Regina still hasn’t managed to get the cuff off Zelena's wrist, and periodically when Zelena’s sleeve slips up she catches Regina staring at it with a mix of guilt and pain Zelena can’t quite understand.
“I think you hate this thing more than I do,” Zelena comments one night at dinner, and Regina’s eyes fall to her plate while Henry frowns.
“For how much you spied on me, you really didn’t see much,” Regina says. Her face is tight and eyes distant, and she won’t explain further.
*
Two weeks into her new tenure, the doorbell rings while they are halfway through lunch (Regina’s chicken noodle soup, one of the few things Zelena can reliably keep down right now), and Regina lets out an impatient huff, balling her napkin in her fist and tossing it onto the table.
“Honestly,” she mutters, “If that’s Snow again…” She gets up and moves towards the front door while Zelena stays seated, crumbling a few more saltines into her soup.
It’s not Snow. It’s Emma, looking at Regina with a little half-smile, and even from here Zelena can see the way Regina’s body tenses.
“Zelena, go wait in your room,” Regina says, eyes never leaving Emma’s face. “Now!” she snaps, when Zelena doesn’t move, and Zelena goes. Mostly, anyways, she doesn’t exactly enter her room, hovering instead halfway up the stairs where she can hear but not see; she waits there, knuckles white on the bannister and heart hammering in her chest.
“You can’t be here,” Regina tells Emma. “You know you can’t. Not with Zelena, it’s too…too..." Regina falters, breathing out a long shuddering sigh. "Why, Emma.
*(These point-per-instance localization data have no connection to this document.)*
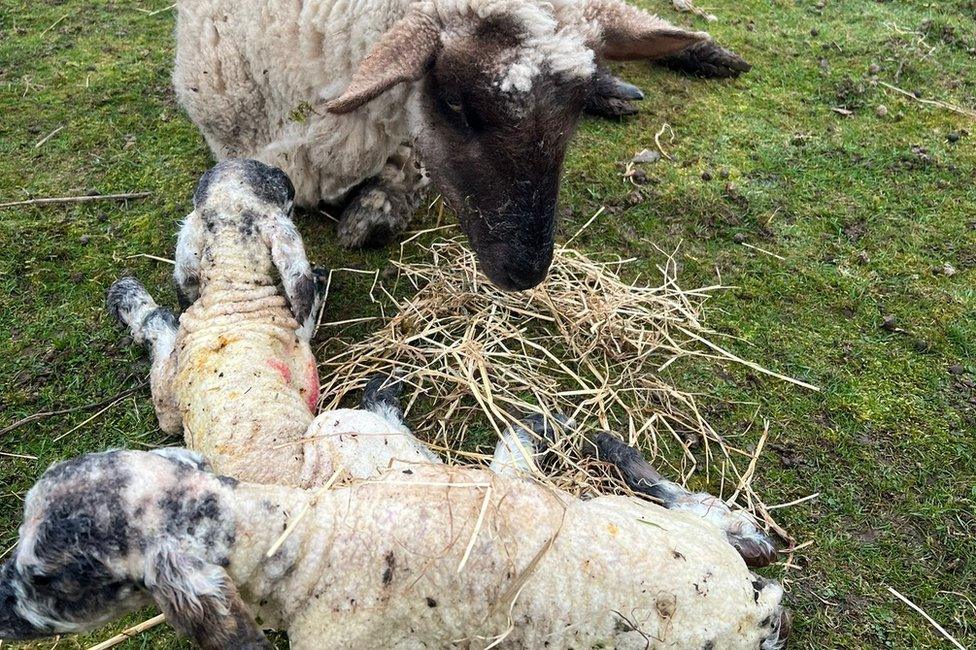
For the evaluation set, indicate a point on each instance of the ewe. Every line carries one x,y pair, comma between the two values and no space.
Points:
488,92
237,375
424,555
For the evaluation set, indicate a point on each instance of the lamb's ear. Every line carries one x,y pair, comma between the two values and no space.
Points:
200,601
184,456
189,249
630,33
403,53
288,254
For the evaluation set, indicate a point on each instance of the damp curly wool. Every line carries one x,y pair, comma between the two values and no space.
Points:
423,555
235,374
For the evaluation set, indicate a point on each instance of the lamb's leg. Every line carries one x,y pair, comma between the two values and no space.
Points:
382,397
532,436
186,271
611,96
742,531
383,205
706,59
132,306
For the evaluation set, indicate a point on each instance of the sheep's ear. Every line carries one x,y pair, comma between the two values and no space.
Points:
403,53
189,249
200,601
297,278
630,33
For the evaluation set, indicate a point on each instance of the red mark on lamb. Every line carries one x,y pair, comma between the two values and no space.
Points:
282,369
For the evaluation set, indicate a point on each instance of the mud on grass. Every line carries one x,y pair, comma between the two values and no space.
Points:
866,209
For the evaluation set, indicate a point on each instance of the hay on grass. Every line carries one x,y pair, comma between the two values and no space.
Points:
586,343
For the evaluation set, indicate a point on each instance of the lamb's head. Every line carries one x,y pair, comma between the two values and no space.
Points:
241,229
105,534
503,86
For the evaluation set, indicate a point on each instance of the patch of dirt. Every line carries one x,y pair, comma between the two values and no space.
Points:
855,230
850,93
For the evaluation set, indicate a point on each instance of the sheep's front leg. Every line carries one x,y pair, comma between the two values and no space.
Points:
151,325
382,206
742,531
706,59
611,96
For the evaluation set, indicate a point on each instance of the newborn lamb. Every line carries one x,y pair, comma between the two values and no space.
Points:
425,555
236,374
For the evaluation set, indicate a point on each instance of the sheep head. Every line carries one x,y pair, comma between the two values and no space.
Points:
501,93
105,533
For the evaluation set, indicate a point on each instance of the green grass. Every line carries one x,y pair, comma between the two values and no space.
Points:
863,208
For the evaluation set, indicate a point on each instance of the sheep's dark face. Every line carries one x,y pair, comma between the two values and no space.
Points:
495,135
89,545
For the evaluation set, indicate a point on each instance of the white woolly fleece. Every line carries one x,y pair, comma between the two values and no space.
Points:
429,556
254,76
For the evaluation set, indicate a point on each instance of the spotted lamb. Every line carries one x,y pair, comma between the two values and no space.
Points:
236,374
424,555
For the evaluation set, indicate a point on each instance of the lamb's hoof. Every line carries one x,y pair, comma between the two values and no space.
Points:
125,297
382,389
543,428
321,277
707,59
740,528
374,218
755,548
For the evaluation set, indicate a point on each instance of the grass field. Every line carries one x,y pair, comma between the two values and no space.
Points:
871,293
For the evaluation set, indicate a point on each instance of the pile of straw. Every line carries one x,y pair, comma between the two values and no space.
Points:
586,343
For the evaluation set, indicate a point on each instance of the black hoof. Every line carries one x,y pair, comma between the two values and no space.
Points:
382,390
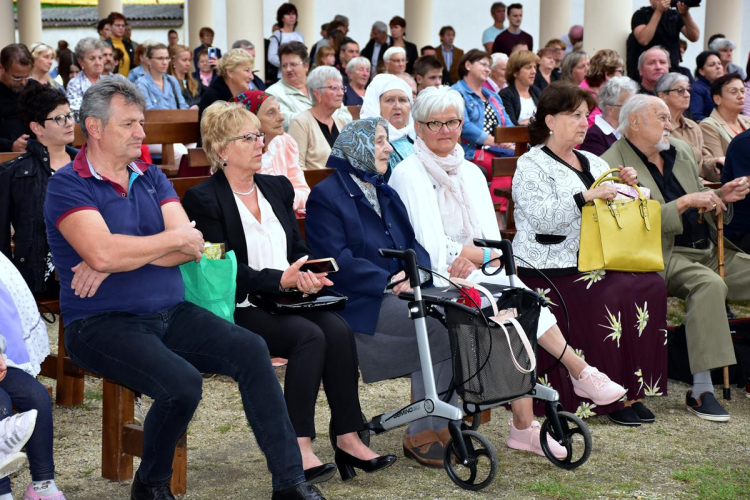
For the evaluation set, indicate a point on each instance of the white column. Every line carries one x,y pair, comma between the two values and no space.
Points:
306,21
554,20
725,17
29,22
7,25
105,7
418,15
200,14
245,21
606,25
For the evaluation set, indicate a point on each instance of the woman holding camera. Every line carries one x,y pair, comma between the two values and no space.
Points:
252,214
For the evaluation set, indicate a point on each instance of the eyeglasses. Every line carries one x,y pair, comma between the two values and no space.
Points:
291,65
335,88
680,91
62,120
437,126
250,137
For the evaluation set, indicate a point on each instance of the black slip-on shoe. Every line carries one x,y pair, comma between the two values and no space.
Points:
706,407
646,415
626,416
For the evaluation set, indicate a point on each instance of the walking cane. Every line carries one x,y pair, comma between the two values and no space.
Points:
727,392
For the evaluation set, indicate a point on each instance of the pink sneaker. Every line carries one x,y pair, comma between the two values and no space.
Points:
31,494
596,386
528,440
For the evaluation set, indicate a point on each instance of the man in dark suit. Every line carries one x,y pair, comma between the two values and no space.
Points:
376,47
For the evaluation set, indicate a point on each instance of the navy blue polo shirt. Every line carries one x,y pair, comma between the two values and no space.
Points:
77,186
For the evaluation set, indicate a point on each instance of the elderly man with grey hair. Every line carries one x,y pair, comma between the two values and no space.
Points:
376,47
115,224
725,47
89,53
667,167
603,133
316,129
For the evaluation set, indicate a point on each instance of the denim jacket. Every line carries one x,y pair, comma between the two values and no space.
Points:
473,133
158,99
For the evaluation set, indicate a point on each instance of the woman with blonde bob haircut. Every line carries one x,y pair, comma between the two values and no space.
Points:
449,205
253,215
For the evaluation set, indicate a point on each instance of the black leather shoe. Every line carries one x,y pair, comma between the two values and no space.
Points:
346,464
320,474
302,491
141,491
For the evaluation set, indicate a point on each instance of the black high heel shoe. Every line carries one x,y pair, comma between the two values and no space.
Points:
346,464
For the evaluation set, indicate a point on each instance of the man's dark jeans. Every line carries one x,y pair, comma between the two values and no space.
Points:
163,355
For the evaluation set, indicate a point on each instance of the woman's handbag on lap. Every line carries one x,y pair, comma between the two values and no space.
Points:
212,284
621,234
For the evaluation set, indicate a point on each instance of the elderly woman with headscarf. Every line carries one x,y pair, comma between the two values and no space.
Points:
280,153
449,205
350,215
389,97
251,213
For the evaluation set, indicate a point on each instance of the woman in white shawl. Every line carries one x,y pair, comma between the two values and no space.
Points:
389,97
449,205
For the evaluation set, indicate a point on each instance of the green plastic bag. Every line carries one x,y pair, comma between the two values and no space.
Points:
212,284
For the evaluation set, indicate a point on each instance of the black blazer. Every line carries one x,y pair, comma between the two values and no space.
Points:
512,101
211,205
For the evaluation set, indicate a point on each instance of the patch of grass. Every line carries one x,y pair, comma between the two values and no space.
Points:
575,490
715,482
89,394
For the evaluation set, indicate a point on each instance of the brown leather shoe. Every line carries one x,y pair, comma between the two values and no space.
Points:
425,447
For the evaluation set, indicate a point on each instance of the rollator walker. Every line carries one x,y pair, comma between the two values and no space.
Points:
487,378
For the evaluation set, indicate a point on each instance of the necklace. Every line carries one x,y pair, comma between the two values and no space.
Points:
246,193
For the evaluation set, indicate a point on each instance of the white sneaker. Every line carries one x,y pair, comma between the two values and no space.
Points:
11,463
16,430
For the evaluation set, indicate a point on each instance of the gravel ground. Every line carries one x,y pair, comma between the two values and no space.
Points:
679,456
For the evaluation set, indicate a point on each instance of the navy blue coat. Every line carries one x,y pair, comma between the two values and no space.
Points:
341,223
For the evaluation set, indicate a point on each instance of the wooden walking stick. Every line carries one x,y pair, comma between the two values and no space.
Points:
727,391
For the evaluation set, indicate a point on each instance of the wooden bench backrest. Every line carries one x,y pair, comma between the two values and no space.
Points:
517,135
8,156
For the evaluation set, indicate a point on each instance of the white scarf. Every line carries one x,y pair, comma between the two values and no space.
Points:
452,197
371,103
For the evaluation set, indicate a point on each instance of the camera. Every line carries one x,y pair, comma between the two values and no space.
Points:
689,3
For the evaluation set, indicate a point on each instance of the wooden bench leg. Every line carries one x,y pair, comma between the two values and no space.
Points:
69,387
118,409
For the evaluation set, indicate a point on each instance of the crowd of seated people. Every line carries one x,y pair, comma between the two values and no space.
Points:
415,170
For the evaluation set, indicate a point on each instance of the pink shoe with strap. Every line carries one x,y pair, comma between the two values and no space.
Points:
31,494
529,440
596,386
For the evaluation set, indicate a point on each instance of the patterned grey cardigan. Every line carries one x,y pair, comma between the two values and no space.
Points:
548,220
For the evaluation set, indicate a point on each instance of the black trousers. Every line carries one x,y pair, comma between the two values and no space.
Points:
320,347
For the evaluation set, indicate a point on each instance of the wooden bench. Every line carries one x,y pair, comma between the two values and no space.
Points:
166,127
506,167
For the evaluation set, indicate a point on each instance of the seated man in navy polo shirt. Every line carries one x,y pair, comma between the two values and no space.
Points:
117,233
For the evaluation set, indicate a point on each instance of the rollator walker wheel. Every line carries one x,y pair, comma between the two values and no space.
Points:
481,467
364,434
575,438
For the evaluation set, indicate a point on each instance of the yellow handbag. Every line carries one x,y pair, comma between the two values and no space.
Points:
620,235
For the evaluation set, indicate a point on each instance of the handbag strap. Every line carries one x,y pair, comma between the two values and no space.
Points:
518,328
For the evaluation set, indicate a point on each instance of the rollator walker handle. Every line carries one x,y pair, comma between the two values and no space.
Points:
410,257
506,252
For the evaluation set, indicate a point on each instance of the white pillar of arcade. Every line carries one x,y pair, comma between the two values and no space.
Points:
418,15
200,14
7,25
306,23
554,20
245,22
606,25
725,17
29,22
105,7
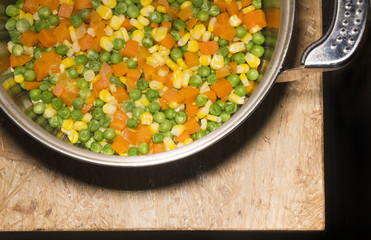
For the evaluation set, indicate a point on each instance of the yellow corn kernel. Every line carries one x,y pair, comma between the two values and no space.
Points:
109,3
161,9
116,22
143,20
67,124
198,31
255,29
169,143
136,23
247,38
109,109
146,118
178,79
186,4
49,111
217,62
159,33
138,36
210,27
243,68
147,10
236,47
252,60
248,9
183,40
213,118
68,62
87,118
172,65
205,60
80,125
145,3
104,12
177,130
106,43
235,98
105,95
181,63
234,21
73,136
19,78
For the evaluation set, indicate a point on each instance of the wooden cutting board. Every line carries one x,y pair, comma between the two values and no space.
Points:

Why her?”
“She hurt you!” Emma says, and Regina laughs, long and low and tinged with hysteria.
“If that’s your benchmark for attacking people you have a long list to get through. Many of whom will not go over well with Henry.”
“But—”
“Emma,” Regina says then, and it comes out like a plea, like a caress. “Emma, you can’t—that can’t—“
One of them—Zelena can’t tell which—lets out a strangled half sob, and then there is silence. After several beats Zelena chances a few steps down, past the curve of the first landing where she can see over the railing into the front entryway. Emma and Regina are still standing in the doorway, foreheads pressed together and hands tangled.
“Please,” Zelena thinks she hears Regina whisper. “Please, Emma, please…”
Emma disappears in a swirl of silver smoke, and Regina droops against the doorframe. She’s clinging to the wood like it’s holding her up, shoulders shaking, and Zelena flees back up the stairs before Regina can turn and catch her staring.